Menyoal Fungsi Otoritatif BPOLBF

Dengan demikian, pengembangan industri pariwisata itu tidak semata-mata berkonsentrasi di kawasan Labuan Bajo, tetapi juga terdistribusi hingga ke seluruh wilayah koordinasi BOPLBF di Flores dan Kabupaten Bima di NTB.

Secara teoretis-normatif pihak BPOLBF begitu optimis bahwa tidak akan ada benturan dan tabrakan antara keberadaan BOPLBF dengan Pemerintah Kabupaten dalam kerangka otonomi daerah sebab BPOLBF tampil luntuk memperkuat fungsi koordinasi, sehingga menjamin eksistensi kehadiran dan peran dari seluruh dinas atau lembaga yang sudah ada khususnya yang mengurusi kepariwisataan.

Terkait fungsi otoritatif, BOPLBF mempunyai kewenangan (otoritas) untuk menciptakan destinasi baru (Hand Made Destination) di kawasan yang dikuasai oleh Negara. Dalam Perpres itu dijelaskan bahwa BPOLBF akan mengelola lahan seluas 400 hektar di kawasan hutan Bowosie-Nggorang.

Untuk memuluskan agenda ‘penguasaan itu’, regulasi formal diutak-atik agar status perolehan dan kepemilikan lahan itu bersifat legal. Dibuatlah peraturan baru bahwa kawasan Hutan Lindung itu akan dikonversi menjadi area bukan hutan yang untuk selanjutnya menjadi area bisnis pariwisata. Status rencana lahan otoritatif tersebut bergantung pada proses verifikasi Kementerian Lingkungan Hidup dan Kehutanan (KLHK). Sudah bisa ditebak bahwa hasil verifikasi KLHK tentu saja sejalan dengan ‘ide besar Negara’ untuk memperlancar proses alih fungsi atas lahan itu.

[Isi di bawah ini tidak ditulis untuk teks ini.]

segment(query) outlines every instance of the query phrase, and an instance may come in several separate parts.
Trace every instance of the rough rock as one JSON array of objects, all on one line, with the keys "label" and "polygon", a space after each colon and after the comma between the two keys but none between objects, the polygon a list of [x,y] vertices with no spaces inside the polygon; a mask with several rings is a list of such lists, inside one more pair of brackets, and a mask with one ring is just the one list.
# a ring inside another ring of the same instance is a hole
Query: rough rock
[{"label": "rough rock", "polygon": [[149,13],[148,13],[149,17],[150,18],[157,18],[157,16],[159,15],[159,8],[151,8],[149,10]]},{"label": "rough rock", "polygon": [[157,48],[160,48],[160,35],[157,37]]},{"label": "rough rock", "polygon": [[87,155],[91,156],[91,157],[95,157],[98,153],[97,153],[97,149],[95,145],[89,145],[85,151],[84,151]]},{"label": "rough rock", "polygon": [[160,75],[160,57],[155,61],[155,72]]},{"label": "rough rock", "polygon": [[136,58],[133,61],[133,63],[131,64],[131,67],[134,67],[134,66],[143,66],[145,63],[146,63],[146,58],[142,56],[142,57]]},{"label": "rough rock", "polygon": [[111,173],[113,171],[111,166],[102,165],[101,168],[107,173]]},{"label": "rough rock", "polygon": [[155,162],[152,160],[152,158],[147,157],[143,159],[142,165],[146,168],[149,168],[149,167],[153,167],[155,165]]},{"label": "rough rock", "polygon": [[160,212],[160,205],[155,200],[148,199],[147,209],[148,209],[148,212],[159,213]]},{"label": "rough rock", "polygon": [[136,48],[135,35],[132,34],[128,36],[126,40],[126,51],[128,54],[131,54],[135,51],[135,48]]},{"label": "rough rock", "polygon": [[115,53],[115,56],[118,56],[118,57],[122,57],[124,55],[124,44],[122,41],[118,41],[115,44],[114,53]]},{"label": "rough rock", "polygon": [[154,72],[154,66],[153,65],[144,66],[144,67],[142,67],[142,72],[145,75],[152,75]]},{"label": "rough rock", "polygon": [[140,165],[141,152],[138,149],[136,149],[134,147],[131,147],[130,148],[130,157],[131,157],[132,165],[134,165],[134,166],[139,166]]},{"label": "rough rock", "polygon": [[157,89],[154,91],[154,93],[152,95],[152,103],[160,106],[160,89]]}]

Karena bagaimana pun juga, pembangunan yang dilakukan BOPLBF hanya bisa dilakukan di atas kawasan lahan otoritatif, sebab fungsi paling utama yang dimiliki BOPLBF adalah fungsi koordinatif. BOPLBF tidak punya kewenangan membangun apapun di luar kawasan otoritatif.

Narasi yang dibangun selama ini adalah BOPLBF merupakan salah satu elemen untuk memperkuat pemerintah daerah (Pemda) dalam menata sektor pariwisata. Negara menilai bahwa Pemda tak mampu untuk mengelola industri pariwisata secara progresif dan akseleratif.

Sering juga dikemukakan bahwa kehadiran BOPLBF bukan untuk menggantikan peran pemerintah daerah, namun salah satunya untuk melakukan pemberdayaan dan penguatan kapasitas pemerintah daerah dan ini harus menjadi domain BOPLBF.

Untuk itu, selau ada seruan politis agar perlu dilakukan pertemuan-pertemuan lebih lanjut antara DPRD, BOPLBF, bersama Pemda untuk lebih mendalami manfaat keberadaan BOPLBF, khususnya bagi masyarakat Manggarai Barat secara keseluruhan.

Catatan Kritis
Selalu ada diskrepansi antara konsep normatif dengan tahap implementasinya. Kendati terkesan ‘mulia’ pada tataran idealisme, penjabaran fungsi koordinatif dan otoritatif dari BOPLBF sering menimbulkan problem yang serius.

Pertama, proses kelahiran lembaga politik ini, tidak melalui persalinan yang demokratis. Perpres No 32 tahun 2018 yang membidani kelahirannya, hanya berdasarkan ‘hasil imajinasi politis Jakarta’, bukan berdasar pada serapan aspirasi politis rakyat Mabar khususnya dan Flores umumnya. Negara yang terjelma seutuhnya dalam diri Presiden Joko Widodo bermimpi soal akselerasi pembangunan Pariwisata di Mabar agar secepatnya menyamai dan bahkan melebihi Bali.